Relevant que le continent africain souffre depuis si longtemps de la rareté des services de santé, de la pénurie aiguë d’eau et de la sécheresse, M.Talbi Alami a souligné que l’Afrique est malheureusement en train de payer le prix des émissions de gaz sans recueillir les fruits de l’industrialisation. «Plus encore, la contribution de l’Afrique à ces émissions ne dépasse pas 4%, ce qui conduit à déduire que le continent est bien plus une victime qu’un bourreau», précise-t-il, arguant que ce statut de victime est dû à certaines politiques internationales, à l’élaboration desquelles l’Afrique n’a jamais contribué.
Evoquant les déséquilibres climatiques et la hausse des prix des sources d’énergie, Il a déclaré que les pays africains se doivent de prendre conscience de l’importance des énergies propres dont regorge le continent. L’une des leçons à tirer de ce contexte est que les efforts devraient porter sur la mise en place d’un système de coopération entre les pays africains, estime M. Talbi Alami, relevant que des unités de production médicale doivent être créées et la coopération Sud-Sud doit être encouragée, ce qui permettra de ramener les compétences et les cerveaux africains et de stimuler la recherche scientifique et la dynamique du sol africain.

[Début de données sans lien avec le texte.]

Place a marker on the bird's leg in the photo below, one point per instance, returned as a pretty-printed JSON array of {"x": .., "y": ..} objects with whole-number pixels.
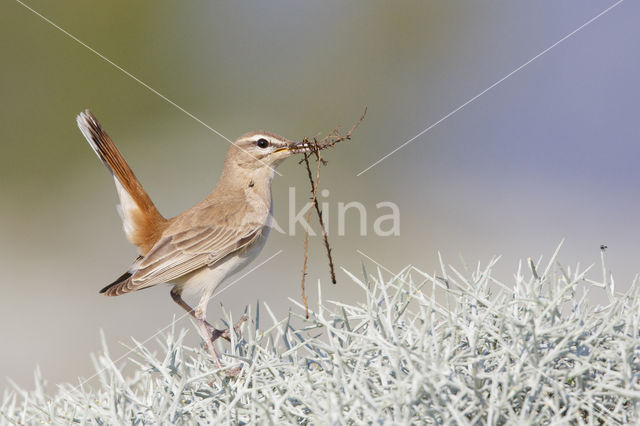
[{"x": 212, "y": 332}]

«En tant que parlementaires, nous devons plaider, au niveau international, en ce sens. Il faut sécuriser les médicaments pour tous et lever toutes les barricades qui s’opposent à la création d’une industrie pharmaceutique africaine indépendante, notamment les brevets qui servent de moyen de pérennisation et de justification des monopoles», suggère-t-il.
Et d’ajouter qu’en tant que parlementaires, «nous devons également plaider pour le transfert de technologie vers l’Afrique et œuvrer pour faciliter le retour des cerveaux africains dans leur patrie».
Le président de la Chambre des Représentants estime également que pour atteindre ces objectifs, «il nous est demandé de fixer un cadre politique et de faire des efforts coordonnés qui doivent être déployés au niveau international. Il faut aussi élaborer des législations nationales simplifiées et des politiques publiques, dont la supervision, l’évaluation, la mise en œuvre et le contrôle de la qualité doivent être supervisés par le Parlement».